UVA Yale or Cornell for Electrical Engineering/CS

If one looks at past history, it could be argued that Yale is one of the least robust engineering programs in the country.

It started out with what has come to be called “The Yale Report of 1828”. Four years after the founding of RPI, at a time when the country was trying to gear up for the industrial revolution, Yale declared that educating their clientele (the leisure class) should have nothing to do with anything that required the use of the hands (other than croquet). They argued that studying dead languages was a better way to prepare for the future than studying technology.

In the report, Yale (which was clearly behind the times in science) talked about the “furniture of the mind” and presumably was concerned that decorating the mind with modern furniture would be in poor taste given the faux Gothic architecture of the campus. :smile:

Ironically, in 1863, Yale was the first college to take funding and operate under the terms of the Morrill (land grant) Act, which was intended to fund the creation of agriculture and mechanic arts (engineering) programs. After years of complaints around performance, in 1893 Yale’s land grant status was revoked, making it one of three schools in the Northeast (all members of the Ivy League) with this distinction.
https://today.uconn.edu/2012/09/land-grant-status-acquired-after-yale-storrs-controversy/

Cornell (which was founded in 1865 as a land grant college) was able to maintain that status.

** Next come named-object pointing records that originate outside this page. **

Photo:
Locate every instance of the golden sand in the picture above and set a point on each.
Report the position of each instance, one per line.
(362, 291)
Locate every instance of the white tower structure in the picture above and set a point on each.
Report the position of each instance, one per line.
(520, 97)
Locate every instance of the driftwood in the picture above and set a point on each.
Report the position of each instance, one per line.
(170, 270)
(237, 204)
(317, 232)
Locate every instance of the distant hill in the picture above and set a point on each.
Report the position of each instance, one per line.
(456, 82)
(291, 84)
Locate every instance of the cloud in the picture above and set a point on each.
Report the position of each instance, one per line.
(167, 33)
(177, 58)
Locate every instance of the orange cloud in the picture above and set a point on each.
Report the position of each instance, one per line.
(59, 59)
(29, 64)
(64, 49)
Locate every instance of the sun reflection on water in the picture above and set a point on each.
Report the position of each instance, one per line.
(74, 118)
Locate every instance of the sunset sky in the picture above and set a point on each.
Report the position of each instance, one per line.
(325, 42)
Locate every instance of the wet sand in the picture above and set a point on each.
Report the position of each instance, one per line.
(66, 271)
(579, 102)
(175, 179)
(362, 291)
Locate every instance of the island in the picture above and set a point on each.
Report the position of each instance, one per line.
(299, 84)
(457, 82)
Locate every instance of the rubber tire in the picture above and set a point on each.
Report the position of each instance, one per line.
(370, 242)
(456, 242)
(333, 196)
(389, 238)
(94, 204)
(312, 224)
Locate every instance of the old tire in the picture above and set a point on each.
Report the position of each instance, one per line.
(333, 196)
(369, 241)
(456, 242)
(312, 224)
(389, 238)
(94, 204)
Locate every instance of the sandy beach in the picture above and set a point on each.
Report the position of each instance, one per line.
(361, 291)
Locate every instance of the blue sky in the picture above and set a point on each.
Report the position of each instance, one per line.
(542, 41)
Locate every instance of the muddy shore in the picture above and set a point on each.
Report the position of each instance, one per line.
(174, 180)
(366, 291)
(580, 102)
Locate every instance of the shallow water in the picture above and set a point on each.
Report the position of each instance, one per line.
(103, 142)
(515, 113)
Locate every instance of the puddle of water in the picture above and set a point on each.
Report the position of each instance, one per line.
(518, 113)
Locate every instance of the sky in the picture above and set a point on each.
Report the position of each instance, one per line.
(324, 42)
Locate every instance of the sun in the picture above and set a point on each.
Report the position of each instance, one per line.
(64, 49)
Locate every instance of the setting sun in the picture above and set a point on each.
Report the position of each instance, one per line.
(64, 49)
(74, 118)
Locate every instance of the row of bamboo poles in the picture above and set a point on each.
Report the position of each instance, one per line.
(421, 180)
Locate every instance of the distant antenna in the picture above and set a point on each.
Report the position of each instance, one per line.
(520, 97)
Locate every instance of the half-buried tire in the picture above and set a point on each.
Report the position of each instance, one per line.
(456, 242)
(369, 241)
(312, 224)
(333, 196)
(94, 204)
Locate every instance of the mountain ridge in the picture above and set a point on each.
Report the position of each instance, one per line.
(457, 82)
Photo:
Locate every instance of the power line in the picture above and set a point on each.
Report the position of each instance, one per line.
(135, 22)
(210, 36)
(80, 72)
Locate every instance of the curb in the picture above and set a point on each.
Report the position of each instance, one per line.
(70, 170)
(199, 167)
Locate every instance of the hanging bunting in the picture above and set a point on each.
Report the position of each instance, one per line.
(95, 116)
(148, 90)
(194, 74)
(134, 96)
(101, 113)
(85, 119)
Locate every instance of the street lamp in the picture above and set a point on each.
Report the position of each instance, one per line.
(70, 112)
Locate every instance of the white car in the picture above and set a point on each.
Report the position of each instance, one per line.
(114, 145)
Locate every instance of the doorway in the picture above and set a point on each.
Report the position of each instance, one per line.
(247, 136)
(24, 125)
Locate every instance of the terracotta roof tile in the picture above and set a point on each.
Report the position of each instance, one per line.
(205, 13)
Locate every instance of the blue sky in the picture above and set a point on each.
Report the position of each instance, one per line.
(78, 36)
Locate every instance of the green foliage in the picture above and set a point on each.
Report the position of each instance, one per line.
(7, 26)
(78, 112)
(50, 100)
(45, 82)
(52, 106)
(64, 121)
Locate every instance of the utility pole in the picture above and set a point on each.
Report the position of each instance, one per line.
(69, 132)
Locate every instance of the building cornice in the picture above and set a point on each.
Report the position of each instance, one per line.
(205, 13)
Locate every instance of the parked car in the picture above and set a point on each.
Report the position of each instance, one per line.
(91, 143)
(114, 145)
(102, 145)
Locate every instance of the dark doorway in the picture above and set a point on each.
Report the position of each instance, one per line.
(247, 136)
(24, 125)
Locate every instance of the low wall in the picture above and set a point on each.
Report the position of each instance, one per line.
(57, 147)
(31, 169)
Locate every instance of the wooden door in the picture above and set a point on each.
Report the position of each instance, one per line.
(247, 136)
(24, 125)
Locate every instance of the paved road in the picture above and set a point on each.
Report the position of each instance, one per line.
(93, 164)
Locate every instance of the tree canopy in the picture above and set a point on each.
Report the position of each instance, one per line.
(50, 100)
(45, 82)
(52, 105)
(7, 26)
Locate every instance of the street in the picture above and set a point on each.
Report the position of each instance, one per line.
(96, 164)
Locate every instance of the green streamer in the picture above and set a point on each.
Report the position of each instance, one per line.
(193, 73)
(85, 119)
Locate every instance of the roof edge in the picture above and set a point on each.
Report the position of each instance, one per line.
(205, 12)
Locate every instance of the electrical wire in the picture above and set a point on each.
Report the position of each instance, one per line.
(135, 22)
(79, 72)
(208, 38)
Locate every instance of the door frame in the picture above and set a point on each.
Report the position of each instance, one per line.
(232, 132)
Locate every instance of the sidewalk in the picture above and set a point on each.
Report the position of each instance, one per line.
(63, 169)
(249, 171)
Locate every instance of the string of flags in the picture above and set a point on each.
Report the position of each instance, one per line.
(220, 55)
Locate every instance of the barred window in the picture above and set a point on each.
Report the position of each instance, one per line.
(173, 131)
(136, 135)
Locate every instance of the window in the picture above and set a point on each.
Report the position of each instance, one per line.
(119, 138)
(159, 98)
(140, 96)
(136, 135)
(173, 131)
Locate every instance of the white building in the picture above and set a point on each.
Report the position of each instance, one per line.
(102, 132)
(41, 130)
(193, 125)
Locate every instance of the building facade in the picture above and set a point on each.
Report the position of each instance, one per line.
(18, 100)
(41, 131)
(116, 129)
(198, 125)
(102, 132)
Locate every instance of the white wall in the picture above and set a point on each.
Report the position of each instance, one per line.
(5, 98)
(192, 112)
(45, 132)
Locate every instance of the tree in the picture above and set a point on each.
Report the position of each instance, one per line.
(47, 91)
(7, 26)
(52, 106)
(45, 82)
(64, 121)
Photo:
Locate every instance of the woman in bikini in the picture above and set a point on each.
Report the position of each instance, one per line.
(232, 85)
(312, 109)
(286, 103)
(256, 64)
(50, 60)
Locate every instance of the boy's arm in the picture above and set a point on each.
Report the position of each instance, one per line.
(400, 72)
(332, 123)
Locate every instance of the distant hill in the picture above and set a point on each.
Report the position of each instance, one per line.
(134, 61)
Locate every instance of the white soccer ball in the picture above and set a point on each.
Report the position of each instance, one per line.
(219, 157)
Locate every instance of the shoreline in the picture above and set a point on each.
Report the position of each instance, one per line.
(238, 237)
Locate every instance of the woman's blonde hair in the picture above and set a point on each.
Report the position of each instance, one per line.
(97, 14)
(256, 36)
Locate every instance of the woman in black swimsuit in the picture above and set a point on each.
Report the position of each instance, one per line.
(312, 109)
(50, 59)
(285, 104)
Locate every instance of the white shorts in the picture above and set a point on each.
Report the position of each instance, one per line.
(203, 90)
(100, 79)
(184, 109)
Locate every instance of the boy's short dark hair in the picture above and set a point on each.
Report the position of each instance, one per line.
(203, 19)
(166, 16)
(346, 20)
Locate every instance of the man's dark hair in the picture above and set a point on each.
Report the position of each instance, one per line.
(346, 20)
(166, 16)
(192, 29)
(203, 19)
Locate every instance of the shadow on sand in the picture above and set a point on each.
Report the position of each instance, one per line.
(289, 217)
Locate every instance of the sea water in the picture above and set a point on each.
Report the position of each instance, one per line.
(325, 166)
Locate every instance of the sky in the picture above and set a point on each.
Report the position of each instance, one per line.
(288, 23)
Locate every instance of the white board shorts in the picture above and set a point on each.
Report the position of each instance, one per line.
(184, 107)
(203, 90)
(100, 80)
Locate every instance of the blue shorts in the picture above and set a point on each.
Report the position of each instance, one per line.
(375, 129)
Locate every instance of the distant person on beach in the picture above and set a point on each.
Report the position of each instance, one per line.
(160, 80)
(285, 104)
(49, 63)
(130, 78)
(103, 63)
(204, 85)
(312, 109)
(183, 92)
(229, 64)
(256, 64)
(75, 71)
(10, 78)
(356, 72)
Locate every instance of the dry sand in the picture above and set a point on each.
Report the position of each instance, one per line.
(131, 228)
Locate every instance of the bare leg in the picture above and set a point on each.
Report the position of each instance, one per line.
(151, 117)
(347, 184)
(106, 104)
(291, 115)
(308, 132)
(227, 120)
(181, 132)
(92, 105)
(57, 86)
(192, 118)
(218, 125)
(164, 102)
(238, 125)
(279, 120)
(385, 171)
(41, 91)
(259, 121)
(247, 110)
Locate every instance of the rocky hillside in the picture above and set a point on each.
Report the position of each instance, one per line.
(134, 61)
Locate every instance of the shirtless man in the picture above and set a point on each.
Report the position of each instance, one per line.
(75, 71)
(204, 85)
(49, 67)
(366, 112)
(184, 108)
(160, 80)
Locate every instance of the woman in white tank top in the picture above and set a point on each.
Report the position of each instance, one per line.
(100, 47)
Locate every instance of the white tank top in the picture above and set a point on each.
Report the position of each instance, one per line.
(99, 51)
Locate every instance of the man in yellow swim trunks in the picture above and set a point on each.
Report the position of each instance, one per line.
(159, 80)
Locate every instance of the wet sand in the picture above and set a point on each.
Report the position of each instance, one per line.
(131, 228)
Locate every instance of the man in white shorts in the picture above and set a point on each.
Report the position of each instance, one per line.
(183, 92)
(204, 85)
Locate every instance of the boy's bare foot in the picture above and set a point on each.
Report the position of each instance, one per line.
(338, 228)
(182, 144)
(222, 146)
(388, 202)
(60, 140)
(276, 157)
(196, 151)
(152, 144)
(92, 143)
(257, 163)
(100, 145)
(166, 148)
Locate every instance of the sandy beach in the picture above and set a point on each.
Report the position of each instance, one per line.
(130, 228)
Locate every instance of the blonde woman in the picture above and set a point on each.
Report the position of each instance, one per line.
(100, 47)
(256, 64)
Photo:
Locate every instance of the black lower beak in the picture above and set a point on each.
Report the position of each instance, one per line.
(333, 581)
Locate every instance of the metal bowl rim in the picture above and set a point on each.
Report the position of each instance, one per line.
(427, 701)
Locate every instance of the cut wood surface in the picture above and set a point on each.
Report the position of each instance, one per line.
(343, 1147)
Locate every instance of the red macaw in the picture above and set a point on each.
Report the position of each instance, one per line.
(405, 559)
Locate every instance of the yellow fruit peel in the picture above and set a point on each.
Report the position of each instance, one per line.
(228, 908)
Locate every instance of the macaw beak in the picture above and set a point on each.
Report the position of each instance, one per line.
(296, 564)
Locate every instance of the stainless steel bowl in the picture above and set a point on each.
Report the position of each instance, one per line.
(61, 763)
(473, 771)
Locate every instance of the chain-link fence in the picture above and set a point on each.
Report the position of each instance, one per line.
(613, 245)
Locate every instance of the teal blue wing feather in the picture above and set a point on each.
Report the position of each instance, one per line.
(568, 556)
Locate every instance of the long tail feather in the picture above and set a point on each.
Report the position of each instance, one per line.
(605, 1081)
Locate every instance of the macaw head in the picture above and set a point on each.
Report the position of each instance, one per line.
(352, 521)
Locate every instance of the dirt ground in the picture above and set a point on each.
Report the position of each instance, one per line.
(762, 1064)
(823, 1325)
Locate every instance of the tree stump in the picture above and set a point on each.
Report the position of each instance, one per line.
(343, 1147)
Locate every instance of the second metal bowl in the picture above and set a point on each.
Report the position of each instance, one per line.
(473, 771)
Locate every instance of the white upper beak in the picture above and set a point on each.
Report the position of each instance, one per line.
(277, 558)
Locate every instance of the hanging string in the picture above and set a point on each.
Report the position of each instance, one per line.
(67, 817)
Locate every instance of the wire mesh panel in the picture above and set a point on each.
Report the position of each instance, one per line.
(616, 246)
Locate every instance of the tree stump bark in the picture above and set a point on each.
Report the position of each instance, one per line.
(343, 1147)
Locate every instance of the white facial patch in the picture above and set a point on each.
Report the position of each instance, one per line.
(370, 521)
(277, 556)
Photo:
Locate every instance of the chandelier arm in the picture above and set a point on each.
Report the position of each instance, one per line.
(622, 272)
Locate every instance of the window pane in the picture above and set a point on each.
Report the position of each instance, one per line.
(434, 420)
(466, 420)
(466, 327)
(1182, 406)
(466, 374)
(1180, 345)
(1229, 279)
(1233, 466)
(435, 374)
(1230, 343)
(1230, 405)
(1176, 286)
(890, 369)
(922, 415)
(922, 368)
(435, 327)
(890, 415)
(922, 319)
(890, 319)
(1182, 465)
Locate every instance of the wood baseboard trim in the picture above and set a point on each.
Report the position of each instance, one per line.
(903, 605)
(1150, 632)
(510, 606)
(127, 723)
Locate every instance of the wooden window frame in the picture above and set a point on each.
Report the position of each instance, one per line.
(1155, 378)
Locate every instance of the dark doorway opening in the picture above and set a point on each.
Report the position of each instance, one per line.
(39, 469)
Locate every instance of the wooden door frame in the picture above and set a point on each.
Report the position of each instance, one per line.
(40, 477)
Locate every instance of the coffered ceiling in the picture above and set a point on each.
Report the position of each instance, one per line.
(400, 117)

Throughout the the 20th century, Yale’s administration struggled with the concept of engineering doing away with the Sheffield School in 1919, then re-establishing a school of engineering in 1932 only to totally neglect their undergraduate programs resulting in a loss of their engineering accreditation. in 1966. After nearly two decades of rebuilding, they were able to regain accreditation in 1984 only to have the provost propose that engineering be eliminated in 1992 to save money (presumably to fund dead languages in order to better prepare their students for the 21st century innovation economy).

Yale did not approve the proposal (so they still have some engineering. More recently they have managed to increase funding, but who knows what the future will bring.